Palo Alto, CA — A groundbreaking clinical study has provided new hope for patients living with Stargardt disease, a rare genetic eye disorder that typically affects the central part of the retina, leading to severe vision loss and eventual blindness in children and young adults.
The STARLIGHT trial tested an innovative optogenetic therapy called MCO-010 designed to help advanced Stargardt patients regain some level of visual function.
Vinit Mahajan M.D., Ph.D., professor and vice chair of ophthalmology research at Stanford University and study co-author, said, “Traditional treatments for advanced Stargardt disease have not been successful, but MCO-010 takes a new approach: it reprograms surviving retinal cells to act like the light-sensitive photoreceptors, bypassing the damaged photoreceptors. For patients who previously had no effective treatment options, this breakthrough represents a meaningful step forward.”
The STARLIGHT trial followed patients for nearly a year, documenting improvements in visual sensitivity and stability of retinal structure. While not a cure, the therapy slowed disease progression and, in some cases, improved patients’ ability to perceive light and contrast. These gains could help people with Stargardt disease maintain greater independence in daily life, such as reading or navigating environments more safely.

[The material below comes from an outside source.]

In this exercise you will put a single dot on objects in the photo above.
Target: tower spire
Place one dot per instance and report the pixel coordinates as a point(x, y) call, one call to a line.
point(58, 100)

"Seeing meaningful improvements in visual acuity in patients who were facing inevitable decline is extremely encouraging,” said Dr. Samarendra K. Mohanty Ph.D., the senior author of the study. “Our results show that optogenetic therapy can potentially improve the lives of patients who until now had no options.”
This study builds on growing momentum in the field. A recent Molecular Therapy publication by Mohanty and Mahajan, “A synthetic opsin restores vision in patients with severe RD,” demonstrated how a lab-engineered opsin protein overcame the loss of naturally occurring opsins to become a powerful therapeutic for retinal degeneration. Together, these findings highlight how advances in synthetic and optogenetic therapies are opening new doors for patients with blinding eye diseases.
Mahajan emphasized the importance of this progress: “This is just the beginning. As we refine the therapy, I hope there will be even stronger benefits for patients, giving them not just more years of sight, but a better quality of life.”
The STARLIGHT trial was sponsored by Nanoscope Therapeutics, a biotechnology company that develops gene therapies for inherited retinal diseases. Nanoscope focuses on optogenetic approaches to restore vision for advanced retinal degeneration patients, aiming to translate cutting-edge science into meaningful therapies that can transform lives.